Because of the patchiness and unpredictability of marine resources, foraging on the
sea ice is usually considered to be more risky for foxes than foraging on land 25], 67]. Our finding that marine resources may be detected from within the fox territories
may challenge this view, at least when local conditions (distance of territories from
the coast, presence of seal carcasses on the sea ice, direction of prevailing winds)
make our results transferable. The large detection range of foxes may allow them to
adopt a dual habitat selection strategy; they defend the inland territory that is
essential for breeding and summer feeding, while occasionally traveling on the sea
ice to feed upon marine resources when detected. Foxes closer to a hotspot were not
more likely to move out of their ranges to feed on the sea ice than foxes located
further away, indicating that some foxes may choose to remain on the land even if
carrion is available. Foraging on the sea ice may indeed present other constraints,
such as the competition with conspecifics at the carcass, the risks of interacting
with a dominant species such as the polar bear, or simply the energetic costs of traveling.

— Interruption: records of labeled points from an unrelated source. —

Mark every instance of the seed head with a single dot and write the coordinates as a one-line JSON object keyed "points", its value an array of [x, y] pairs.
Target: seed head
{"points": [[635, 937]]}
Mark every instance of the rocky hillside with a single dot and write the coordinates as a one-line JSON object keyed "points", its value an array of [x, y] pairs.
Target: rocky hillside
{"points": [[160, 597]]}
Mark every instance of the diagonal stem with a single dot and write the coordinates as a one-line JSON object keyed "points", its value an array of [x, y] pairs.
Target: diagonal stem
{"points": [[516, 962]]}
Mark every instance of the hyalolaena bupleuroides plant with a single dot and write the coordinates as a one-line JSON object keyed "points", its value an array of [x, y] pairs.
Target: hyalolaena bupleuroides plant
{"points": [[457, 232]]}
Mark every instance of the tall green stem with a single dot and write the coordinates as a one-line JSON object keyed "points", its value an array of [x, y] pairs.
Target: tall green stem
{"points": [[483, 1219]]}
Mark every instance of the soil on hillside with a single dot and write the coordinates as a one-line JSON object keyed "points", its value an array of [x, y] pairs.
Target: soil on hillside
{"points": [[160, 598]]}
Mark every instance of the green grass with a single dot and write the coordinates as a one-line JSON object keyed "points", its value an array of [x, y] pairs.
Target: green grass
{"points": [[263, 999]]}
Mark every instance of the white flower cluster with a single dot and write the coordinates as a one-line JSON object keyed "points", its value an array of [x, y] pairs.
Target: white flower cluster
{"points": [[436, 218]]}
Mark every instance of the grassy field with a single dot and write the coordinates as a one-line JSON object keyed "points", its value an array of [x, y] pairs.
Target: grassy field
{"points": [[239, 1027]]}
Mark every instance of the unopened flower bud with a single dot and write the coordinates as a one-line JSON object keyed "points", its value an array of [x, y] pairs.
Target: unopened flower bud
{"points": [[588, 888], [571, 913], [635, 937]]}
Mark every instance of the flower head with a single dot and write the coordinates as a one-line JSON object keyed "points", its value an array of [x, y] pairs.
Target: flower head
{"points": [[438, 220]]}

In addition, the prolonged absence of a territory holder may increase the risk of
intruders settling in the territory, as seen in birds 68], 69]. In red foxes, territory takeover can occur from 3 to 8 days after the death of its
owner 70]–72]. The attachment to the home range of arctic foxes was also highlighted by the fact
that individuals joining successive hotspots returned to their inland home ranges
in between, instead of remaining on the sea ice. The distance of foxes to the coast
also did not influence the probability to join a hotspot, showing that foxes with
home ranges not located directly on the coast are also able to detect carrion. Hotspots
lasted about 1–2 weeks. Foxes coming from further away from the hotspot did not stay
longer than the ones from a closer range, but the last foxes arriving spent less time
there than did the first ones arriving, indicating that while the resource found may
offset the costs of travel, it was depleted relatively rapidly. Additional knowledge
on the nature and availability of winter carcasses in the study area, as well as on
potential scavenger competitors, is needed to untangle the costs and benefits of alternative
winter foraging strategies.

In general, the lack of information on resource detection abilities could lead to
erroneous conclusions in animal movement research. For example, a straight–line movement
of an animal towards a resource can result either from goal–oriented navigation based
on a cognitive map or from a discovery made using long–range detection. Distinguishing
between these alternatives requires measuring detection distances for specific resources
7]. Our results also suggest that detection ranges may be underestimated for some mammalian
scavengers, with implications regarding the appropriate spatial scale at which study
results should be interpreted. Furthermore, a better knowledge of the detection ranges
of various scavenger species would help to understand the sequence of exploitation
of carrion by different competitor species, and hence the potential effect of such
resource pulses on community ecology. Finally, fox hotspots also represent locations
where many individuals are close to each other, thereby increasing the risks of transmission
of diseases such as rabies 73]. Rabies is a contact disease whose epidemiology with arctic foxes is still largely
unknown 74]. Knowing from how far away foxes in a population can be coming into contact can help
in modeling the spatial spread of epidemic outbreaks.